Clinical manifestations of Lyme disease in children resemble those in adults. The most common manifestation in children is erythema migrans rash followed by arthritis, facial nerve palsy, aseptic meningitis, and carditis. (3) Lyme meningitis has been reported in children with facial nerve palsy. (12) As in adults, Lyme meningitis may be subtle and usually occurs without meningismus. When compared with children with viral meningitis, children with Lyme meningitis have presented with much lower rates of fever but with similar rates of headache, neck pain, and malaise. (13)

Coinfection of patients (10 percent) with other tick-borne illnesses, such as human granulocytic ehrlichiosis, caused by Babesia microti and rickettsial-like pathogens, has been reported. (14) Co-infected patients commonly present with a prolonged influenza-like illness that fails to respond to antiborrelial therapy.

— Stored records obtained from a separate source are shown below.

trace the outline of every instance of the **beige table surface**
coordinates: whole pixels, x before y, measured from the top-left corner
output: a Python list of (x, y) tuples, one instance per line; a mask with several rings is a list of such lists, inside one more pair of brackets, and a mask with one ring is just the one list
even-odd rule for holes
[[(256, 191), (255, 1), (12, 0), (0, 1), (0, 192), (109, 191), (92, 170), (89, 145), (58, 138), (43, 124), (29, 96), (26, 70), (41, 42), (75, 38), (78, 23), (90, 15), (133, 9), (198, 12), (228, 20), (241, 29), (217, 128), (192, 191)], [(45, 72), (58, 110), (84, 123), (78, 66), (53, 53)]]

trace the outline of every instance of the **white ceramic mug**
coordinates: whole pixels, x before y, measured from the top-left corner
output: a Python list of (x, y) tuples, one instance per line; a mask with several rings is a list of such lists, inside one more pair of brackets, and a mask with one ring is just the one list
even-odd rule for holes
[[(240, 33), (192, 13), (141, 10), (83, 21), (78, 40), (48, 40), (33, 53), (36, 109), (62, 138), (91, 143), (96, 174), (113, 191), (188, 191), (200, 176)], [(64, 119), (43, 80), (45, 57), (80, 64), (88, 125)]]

The most widely accepted guidelines for the diagnosis of Lyme disease are those from the American College of Physicians (ACP), (15) which were based on the 1990 CDC surveillance criteria (Table 2). (16) Because of the limitations of laboratory testing for Lyme disease, diagnosis is based primarily on clinical findings. (7,9,17,18) An algorithm for the diagnosis of Lyme disease is presented in Figure 3.

[FIGURE 3 OMITTED]

Laboratory Tests

The host antibody response to B. burgdorferi infection develops slowly, and only one half of patients with early-stage Lyme disease will have a positive serology. The immunoglobulin M (IgM) and immunoglobulin G (IgG) antibodies appear two to four and four to six weeks, respectively, after the onset of erythema migrans and peak at six to eight weeks. Although IgM usually declines to very low levels after four to six months of illness, IgG remains present at low levels despite successful treatment. (18) Therefore, physicians should evaluate the significance of a serologic result in the context of the patient's epidemiologic history.